Muito diferente dos três primeiros anos do governo Marta Suplicy (PT),
quando a maioria das intervenções foi feita nos bairros da periferia.
Levantamento do Estado sobre investimentos da Prefeitura mostra que só neste
ano a região do centro expandido passou a receber recursos significativos.
Desde o início da atual administração, os investimentos têm sido
direcionados para a periferia. Em 2001, de cada R$ 100 investidos
diretamente num distrito paulistano, R$ 77,40 foram destinados a projetos
voltados para os bairros mais pobres. Algo entre R$ 160 milhões, em 2001, e
R$ 460 milhões, no ano passado.
A proporção de recursos para a periferia tem se mantido na gestão Marta, mas
graças a manobras nos gastos municipais a Prefeitura conseguiu deslocar
milhões de reais para obras em regiões mais favorecidas, como os Jardins e
Pinheiros. Só as duas passagens das Avenidas Rebouças e Cidade Jardim sob a
Faria Lima, iniciadas este ano, consumirão quase R$ 150 milhões.
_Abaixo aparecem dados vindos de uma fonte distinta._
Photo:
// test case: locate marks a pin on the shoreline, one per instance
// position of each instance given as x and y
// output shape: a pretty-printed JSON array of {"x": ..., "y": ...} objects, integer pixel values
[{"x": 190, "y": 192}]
Marta rejeita a tese de que concentrou obras nas regiões centrais só neste
ano eleitoral. “Não é verdade, estamos construindo desde o primeiro momento,
recapeando a periferia inteira e também as Avenidas Bandeirantes e Faria
Lima, que não são periferia.”
A prefeita diz que algumas intervenções que têm incomodado o paulistano,
como a construção dos corredores de ônibus, os Passa-Rápido, atrasaram por
falta de verbas. “Tivemos de esperar o governo Lula para o BNDES (Banco
Nacional de Desenvolvimento Econômico e Social) liberar o recurso. Agora o
que a gente ia fazer? Desistir e dizer que não íamos mais fazer?”
Em entrevista ao Estado no domingo, Marta citou algumas obras, a maioria na
periferia, tocadas ao longo do mandato, como piscinões, superescolas e obras
viárias, caso da Jacu-Pêssego. Mas fez questão de ressaltar que, segundo
pesquisa encomendada pela Prefeitura, seis em cada dez pessoas são
favoráveis às obras em curso.
Eleitoreiras ou não, as obras têm tudo para virar um polêmico tema de
campanha. “Essa vai ser a grande guerra pela opinião pública: opositores
dizendo que o PT transformou a cidade num canteiro de obras e o PT afirmando
que só agora pôde fazer, porque antes teve de fazer ajustes”, diz o
cientista político Carlos Novaes.
Uma comparação de Novaes ajuda a compreender o impacto que essas
intervenções podem ter na definição do voto. O atual canteiro de obras é
como uma dor de dente, muito incômoda. Ela está sendo tratada. Se concluída
a tempo, poucos lembrarão dela no futuro. A prefeita promete concluir as
intervenções em 2004, mas não necessariamente todas antes da eleição.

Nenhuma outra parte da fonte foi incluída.